Par Camille Bourgeois, consultante chez Chefcab
Deux semaines après notre dernier Fait de la semaine, le décor n’a guère évolué. La France est toujours privée de budget, les colères agricoles et médicales continuent de monter, et Donald Trump a, vendredi dernier, rappelé au monde sa conception très personnelle du droit international en lançant une opération-éclair au Venezuela. Bref, une rentrée politique d’une confondante normalité.
À Paris pourtant, l’essentiel se joue ailleurs.
« Loin des scènes internationales, le principal dossier de ce début d’année se traite dans les couloirs de Bercy et de Matignon. »
Le projet de loi de finances revient à l’Assemblée nationale, avec un air de déjà vu. Officiellement, le gouvernement poursuit la recherche d’un compromis. En réalité, le débat s’est déplacé : il ne porte plus tant sur le contenu du texte que sur la manière de le faire aboutir. Car à la différence du budget de la Sécurité sociale, la réalité parlementaire s’impose sans détour. Aucune majorité ne se dessine. Le RN et La France insoumise ont fait de la censure un choix assumé. Les écologistes et les communistes se sont retirés des discussions. Le Parti socialiste, devenu pivot par défaut, n’envisage au mieux qu’une abstention, assortie de conditions politiques substantielles. Quant à la droite sénatoriale, elle a durci le texte au point de rendre toute synthèse politiquement fragile. Le constat est limpide : le budget n’est pas votable.

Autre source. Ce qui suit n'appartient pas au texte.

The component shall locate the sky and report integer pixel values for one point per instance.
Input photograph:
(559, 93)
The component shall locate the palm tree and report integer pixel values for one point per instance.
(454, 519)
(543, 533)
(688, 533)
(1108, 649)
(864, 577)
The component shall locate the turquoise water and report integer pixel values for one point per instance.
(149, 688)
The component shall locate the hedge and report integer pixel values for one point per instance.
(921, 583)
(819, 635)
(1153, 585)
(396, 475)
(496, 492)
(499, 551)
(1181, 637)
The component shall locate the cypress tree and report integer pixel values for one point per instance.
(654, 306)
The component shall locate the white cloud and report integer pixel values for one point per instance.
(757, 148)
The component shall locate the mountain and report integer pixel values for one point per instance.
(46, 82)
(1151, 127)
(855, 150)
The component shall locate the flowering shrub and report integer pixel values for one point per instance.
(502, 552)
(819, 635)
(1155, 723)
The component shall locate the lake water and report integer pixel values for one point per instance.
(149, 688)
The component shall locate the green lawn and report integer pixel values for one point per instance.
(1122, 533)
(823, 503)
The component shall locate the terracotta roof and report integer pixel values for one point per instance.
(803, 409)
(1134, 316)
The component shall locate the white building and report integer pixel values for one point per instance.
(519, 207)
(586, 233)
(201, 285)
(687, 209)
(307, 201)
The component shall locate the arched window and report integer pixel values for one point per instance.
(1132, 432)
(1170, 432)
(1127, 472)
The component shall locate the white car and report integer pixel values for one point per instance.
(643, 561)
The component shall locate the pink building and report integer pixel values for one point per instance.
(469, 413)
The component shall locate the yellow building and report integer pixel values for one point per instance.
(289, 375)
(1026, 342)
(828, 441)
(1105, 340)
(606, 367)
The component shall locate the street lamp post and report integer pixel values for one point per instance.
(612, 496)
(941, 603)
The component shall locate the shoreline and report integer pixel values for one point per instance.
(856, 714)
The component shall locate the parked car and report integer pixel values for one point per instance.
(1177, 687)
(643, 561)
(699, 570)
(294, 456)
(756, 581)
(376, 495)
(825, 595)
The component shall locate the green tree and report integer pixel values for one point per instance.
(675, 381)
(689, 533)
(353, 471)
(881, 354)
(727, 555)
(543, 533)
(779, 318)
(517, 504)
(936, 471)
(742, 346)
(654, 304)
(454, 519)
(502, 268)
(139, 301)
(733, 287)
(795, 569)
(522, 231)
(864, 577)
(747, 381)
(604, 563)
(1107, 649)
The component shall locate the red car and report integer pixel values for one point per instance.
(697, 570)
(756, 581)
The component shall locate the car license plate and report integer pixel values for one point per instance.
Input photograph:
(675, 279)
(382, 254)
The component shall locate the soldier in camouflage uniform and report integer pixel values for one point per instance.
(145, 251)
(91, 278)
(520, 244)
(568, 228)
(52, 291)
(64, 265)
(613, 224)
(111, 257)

« Dans ces conditions, la poursuite des débats relève moins de la recherche d’un accord que de la nécessité de constater l’impasse. »
Les lignes rouges sont connues, leurs incompatibilités établies.
La loi spéciale, si elle permet d’assurer la continuité de l’État, ne saurait durablement tenir lieu de cadre budgétaire sans coût économique, financier et politique. Le temps qui passe ne rapproche pas les positions ; il prépare une issue contrainte.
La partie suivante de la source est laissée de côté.